Comparative Analysis of Formula and Structure Prediction from Tandem Mass Spectra
This work addresses the challenge of identifying unknown compounds in mass spectrometry data for researchers in metabolomics and exposomics, but it is incremental as it focuses on comparative evaluation rather than introducing new methods.
The study systematically evaluated state-of-the-art algorithms for predicting chemical formulas and structures from tandem mass spectra, establishing performance baselines and identifying bottlenecks to improve compound identification in metabolomics and exposomics.

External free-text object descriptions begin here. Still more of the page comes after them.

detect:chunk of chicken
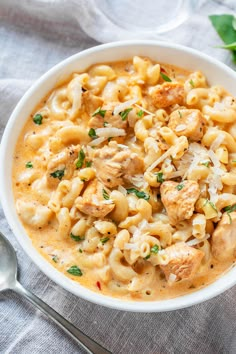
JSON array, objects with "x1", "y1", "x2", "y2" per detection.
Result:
[
  {"x1": 82, "y1": 91, "x2": 104, "y2": 115},
  {"x1": 212, "y1": 211, "x2": 236, "y2": 261},
  {"x1": 150, "y1": 82, "x2": 185, "y2": 108},
  {"x1": 93, "y1": 142, "x2": 144, "y2": 188},
  {"x1": 76, "y1": 179, "x2": 115, "y2": 218},
  {"x1": 160, "y1": 242, "x2": 204, "y2": 282},
  {"x1": 46, "y1": 146, "x2": 79, "y2": 187},
  {"x1": 160, "y1": 181, "x2": 200, "y2": 225},
  {"x1": 168, "y1": 109, "x2": 206, "y2": 141},
  {"x1": 88, "y1": 102, "x2": 127, "y2": 129}
]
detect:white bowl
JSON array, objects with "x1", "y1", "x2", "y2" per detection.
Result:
[{"x1": 1, "y1": 40, "x2": 236, "y2": 312}]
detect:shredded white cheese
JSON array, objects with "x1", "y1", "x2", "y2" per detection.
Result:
[
  {"x1": 186, "y1": 234, "x2": 210, "y2": 246},
  {"x1": 175, "y1": 124, "x2": 187, "y2": 132},
  {"x1": 113, "y1": 98, "x2": 138, "y2": 116},
  {"x1": 134, "y1": 103, "x2": 155, "y2": 116},
  {"x1": 168, "y1": 273, "x2": 177, "y2": 283},
  {"x1": 95, "y1": 127, "x2": 126, "y2": 138},
  {"x1": 146, "y1": 146, "x2": 174, "y2": 172},
  {"x1": 88, "y1": 137, "x2": 106, "y2": 146}
]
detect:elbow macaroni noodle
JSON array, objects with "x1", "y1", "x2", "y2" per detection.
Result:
[{"x1": 13, "y1": 56, "x2": 236, "y2": 301}]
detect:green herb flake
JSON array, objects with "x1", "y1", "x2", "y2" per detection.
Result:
[
  {"x1": 103, "y1": 121, "x2": 109, "y2": 127},
  {"x1": 67, "y1": 265, "x2": 83, "y2": 276},
  {"x1": 144, "y1": 254, "x2": 151, "y2": 260},
  {"x1": 70, "y1": 233, "x2": 85, "y2": 242},
  {"x1": 86, "y1": 161, "x2": 92, "y2": 167},
  {"x1": 137, "y1": 110, "x2": 144, "y2": 118},
  {"x1": 50, "y1": 169, "x2": 65, "y2": 180},
  {"x1": 102, "y1": 189, "x2": 110, "y2": 200},
  {"x1": 151, "y1": 244, "x2": 159, "y2": 254},
  {"x1": 101, "y1": 237, "x2": 110, "y2": 245},
  {"x1": 92, "y1": 107, "x2": 106, "y2": 118},
  {"x1": 178, "y1": 111, "x2": 182, "y2": 118},
  {"x1": 126, "y1": 188, "x2": 150, "y2": 200},
  {"x1": 76, "y1": 149, "x2": 85, "y2": 169},
  {"x1": 176, "y1": 183, "x2": 184, "y2": 191},
  {"x1": 204, "y1": 199, "x2": 218, "y2": 212},
  {"x1": 201, "y1": 161, "x2": 210, "y2": 168},
  {"x1": 52, "y1": 255, "x2": 58, "y2": 263},
  {"x1": 189, "y1": 79, "x2": 195, "y2": 88},
  {"x1": 108, "y1": 137, "x2": 112, "y2": 142},
  {"x1": 232, "y1": 160, "x2": 236, "y2": 163},
  {"x1": 156, "y1": 172, "x2": 164, "y2": 183},
  {"x1": 223, "y1": 204, "x2": 236, "y2": 224},
  {"x1": 79, "y1": 248, "x2": 83, "y2": 253},
  {"x1": 88, "y1": 128, "x2": 97, "y2": 139},
  {"x1": 160, "y1": 72, "x2": 172, "y2": 82},
  {"x1": 119, "y1": 108, "x2": 133, "y2": 121},
  {"x1": 33, "y1": 113, "x2": 43, "y2": 125},
  {"x1": 25, "y1": 161, "x2": 33, "y2": 168}
]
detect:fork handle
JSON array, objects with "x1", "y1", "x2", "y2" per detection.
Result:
[{"x1": 14, "y1": 281, "x2": 111, "y2": 354}]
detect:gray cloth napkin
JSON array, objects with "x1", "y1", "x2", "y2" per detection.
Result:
[{"x1": 1, "y1": 1, "x2": 236, "y2": 353}]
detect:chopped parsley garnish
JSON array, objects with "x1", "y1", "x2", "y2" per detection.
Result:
[
  {"x1": 204, "y1": 199, "x2": 218, "y2": 212},
  {"x1": 67, "y1": 265, "x2": 83, "y2": 276},
  {"x1": 201, "y1": 161, "x2": 210, "y2": 167},
  {"x1": 189, "y1": 79, "x2": 195, "y2": 88},
  {"x1": 25, "y1": 161, "x2": 33, "y2": 168},
  {"x1": 101, "y1": 237, "x2": 110, "y2": 245},
  {"x1": 223, "y1": 204, "x2": 236, "y2": 213},
  {"x1": 137, "y1": 110, "x2": 144, "y2": 118},
  {"x1": 178, "y1": 111, "x2": 182, "y2": 118},
  {"x1": 144, "y1": 254, "x2": 151, "y2": 260},
  {"x1": 156, "y1": 172, "x2": 164, "y2": 183},
  {"x1": 86, "y1": 161, "x2": 92, "y2": 167},
  {"x1": 151, "y1": 244, "x2": 159, "y2": 254},
  {"x1": 79, "y1": 248, "x2": 83, "y2": 253},
  {"x1": 88, "y1": 128, "x2": 97, "y2": 139},
  {"x1": 103, "y1": 121, "x2": 109, "y2": 127},
  {"x1": 160, "y1": 72, "x2": 172, "y2": 82},
  {"x1": 223, "y1": 204, "x2": 236, "y2": 223},
  {"x1": 232, "y1": 160, "x2": 236, "y2": 163},
  {"x1": 144, "y1": 244, "x2": 160, "y2": 260},
  {"x1": 92, "y1": 107, "x2": 106, "y2": 118},
  {"x1": 33, "y1": 113, "x2": 43, "y2": 125},
  {"x1": 52, "y1": 255, "x2": 58, "y2": 263},
  {"x1": 102, "y1": 189, "x2": 110, "y2": 200},
  {"x1": 126, "y1": 188, "x2": 150, "y2": 200},
  {"x1": 176, "y1": 183, "x2": 184, "y2": 191},
  {"x1": 70, "y1": 233, "x2": 85, "y2": 242},
  {"x1": 50, "y1": 169, "x2": 65, "y2": 180},
  {"x1": 119, "y1": 108, "x2": 133, "y2": 121},
  {"x1": 76, "y1": 149, "x2": 85, "y2": 168}
]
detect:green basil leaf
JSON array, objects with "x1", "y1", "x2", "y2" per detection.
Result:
[
  {"x1": 70, "y1": 233, "x2": 85, "y2": 242},
  {"x1": 67, "y1": 265, "x2": 83, "y2": 276},
  {"x1": 119, "y1": 108, "x2": 133, "y2": 121},
  {"x1": 92, "y1": 107, "x2": 106, "y2": 118},
  {"x1": 156, "y1": 172, "x2": 164, "y2": 183},
  {"x1": 126, "y1": 188, "x2": 150, "y2": 200},
  {"x1": 102, "y1": 189, "x2": 110, "y2": 200},
  {"x1": 50, "y1": 169, "x2": 65, "y2": 180},
  {"x1": 88, "y1": 128, "x2": 97, "y2": 139},
  {"x1": 160, "y1": 72, "x2": 172, "y2": 82},
  {"x1": 101, "y1": 237, "x2": 110, "y2": 245},
  {"x1": 176, "y1": 183, "x2": 184, "y2": 191},
  {"x1": 76, "y1": 149, "x2": 85, "y2": 169},
  {"x1": 33, "y1": 113, "x2": 43, "y2": 125},
  {"x1": 25, "y1": 161, "x2": 33, "y2": 168}
]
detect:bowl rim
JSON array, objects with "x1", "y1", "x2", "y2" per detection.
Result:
[{"x1": 1, "y1": 39, "x2": 236, "y2": 312}]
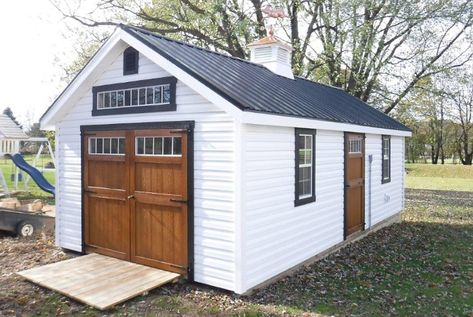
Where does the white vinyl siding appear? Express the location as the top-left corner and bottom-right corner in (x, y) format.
(240, 125), (344, 292)
(55, 49), (236, 291)
(365, 134), (403, 226)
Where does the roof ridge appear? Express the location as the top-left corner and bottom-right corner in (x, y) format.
(120, 24), (269, 70)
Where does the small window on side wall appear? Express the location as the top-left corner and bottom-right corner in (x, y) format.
(295, 128), (316, 206)
(123, 47), (139, 75)
(382, 135), (391, 183)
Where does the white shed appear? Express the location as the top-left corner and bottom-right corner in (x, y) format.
(40, 25), (411, 294)
(0, 114), (27, 155)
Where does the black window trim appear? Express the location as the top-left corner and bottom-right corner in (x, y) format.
(381, 135), (391, 184)
(295, 128), (316, 206)
(123, 47), (139, 75)
(92, 77), (177, 116)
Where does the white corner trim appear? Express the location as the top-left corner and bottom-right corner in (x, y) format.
(233, 122), (246, 293)
(241, 112), (412, 137)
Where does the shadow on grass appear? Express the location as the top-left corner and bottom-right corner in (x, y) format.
(406, 188), (473, 207)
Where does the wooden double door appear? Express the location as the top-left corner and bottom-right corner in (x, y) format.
(345, 133), (365, 237)
(83, 128), (188, 275)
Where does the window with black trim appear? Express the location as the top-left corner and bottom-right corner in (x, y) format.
(382, 135), (391, 183)
(92, 77), (177, 116)
(123, 47), (139, 75)
(295, 128), (316, 206)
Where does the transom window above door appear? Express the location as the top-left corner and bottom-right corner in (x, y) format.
(135, 136), (182, 156)
(92, 77), (177, 116)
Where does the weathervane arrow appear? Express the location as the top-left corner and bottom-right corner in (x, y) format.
(262, 5), (288, 36)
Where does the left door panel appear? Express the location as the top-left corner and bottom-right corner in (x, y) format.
(83, 131), (130, 260)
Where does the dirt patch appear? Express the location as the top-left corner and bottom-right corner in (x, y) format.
(0, 233), (74, 316)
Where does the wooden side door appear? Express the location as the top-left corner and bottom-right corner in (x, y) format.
(83, 131), (130, 260)
(130, 129), (188, 275)
(345, 133), (365, 237)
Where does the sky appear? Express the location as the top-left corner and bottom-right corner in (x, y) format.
(0, 0), (76, 128)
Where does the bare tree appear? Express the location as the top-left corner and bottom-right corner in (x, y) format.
(452, 84), (473, 165)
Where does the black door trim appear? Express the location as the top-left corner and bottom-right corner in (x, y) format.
(80, 120), (195, 281)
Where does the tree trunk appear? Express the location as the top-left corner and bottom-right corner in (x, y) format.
(431, 145), (439, 164)
(440, 144), (445, 164)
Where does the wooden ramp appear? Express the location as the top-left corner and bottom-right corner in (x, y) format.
(17, 253), (180, 310)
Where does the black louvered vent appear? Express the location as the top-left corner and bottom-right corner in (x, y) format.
(123, 47), (139, 75)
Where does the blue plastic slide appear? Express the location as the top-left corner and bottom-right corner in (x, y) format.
(6, 153), (55, 196)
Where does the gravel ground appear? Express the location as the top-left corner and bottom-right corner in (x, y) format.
(0, 188), (472, 316)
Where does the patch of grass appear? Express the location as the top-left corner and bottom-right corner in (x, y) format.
(406, 163), (473, 178)
(406, 176), (473, 192)
(406, 163), (473, 192)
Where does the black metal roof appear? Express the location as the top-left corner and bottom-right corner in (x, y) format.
(71, 25), (412, 132)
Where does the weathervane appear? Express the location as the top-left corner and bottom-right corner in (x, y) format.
(262, 5), (288, 36)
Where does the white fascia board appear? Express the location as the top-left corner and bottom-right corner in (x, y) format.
(241, 112), (412, 137)
(40, 30), (124, 130)
(119, 30), (243, 123)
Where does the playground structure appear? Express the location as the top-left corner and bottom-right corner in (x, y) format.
(0, 137), (56, 196)
(0, 115), (55, 196)
(0, 115), (55, 237)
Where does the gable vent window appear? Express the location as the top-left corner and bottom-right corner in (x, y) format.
(382, 135), (391, 184)
(295, 128), (316, 206)
(92, 77), (177, 116)
(254, 46), (272, 62)
(123, 47), (139, 75)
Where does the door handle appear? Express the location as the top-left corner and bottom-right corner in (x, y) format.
(170, 198), (188, 204)
(127, 194), (135, 199)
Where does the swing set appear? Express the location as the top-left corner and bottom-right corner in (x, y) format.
(0, 137), (55, 196)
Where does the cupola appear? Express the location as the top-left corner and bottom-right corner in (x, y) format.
(248, 35), (294, 79)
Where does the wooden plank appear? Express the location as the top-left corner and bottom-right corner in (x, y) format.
(17, 253), (180, 310)
(92, 271), (179, 309)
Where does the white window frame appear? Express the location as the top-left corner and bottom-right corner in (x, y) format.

Liquid chromatography mass spectrometry (LC-MS)-based metabolomics and exposomics aim to measure detectable small molecules in biological samples. The results facilitate hypothesis-generating discovery of metabolic changes and disease mechanisms and provide information about environmental exposures and their effects on human health. Metabolomics and exposomics are made possible by the high resolving power of LC and high mass measurement accuracy of MS. However, a majority of the signals from such studies still cannot be identified or annotated using conventional library searching because existing spectral libraries are far from covering the vast chemical space captured by LC-MS/MS. To address this challenge and unleash the full potential of metabolomics and exposomics, a number of computational approaches have been developed to predict compounds based on tandem mass spectra. Published assessment of these approaches used different datasets and evaluation. To select prediction workflows for practical applications and identify areas for further improvements, we have carried out a systematic evaluation of the state-of-the-art prediction algorithms. Specifically, the accuracy of formula prediction and structure prediction was evaluated for different types of adducts. The resulting findings have established realistic performance baselines, identified critical bottlenecks, and provided guidance to further improve compound predictions based on MS.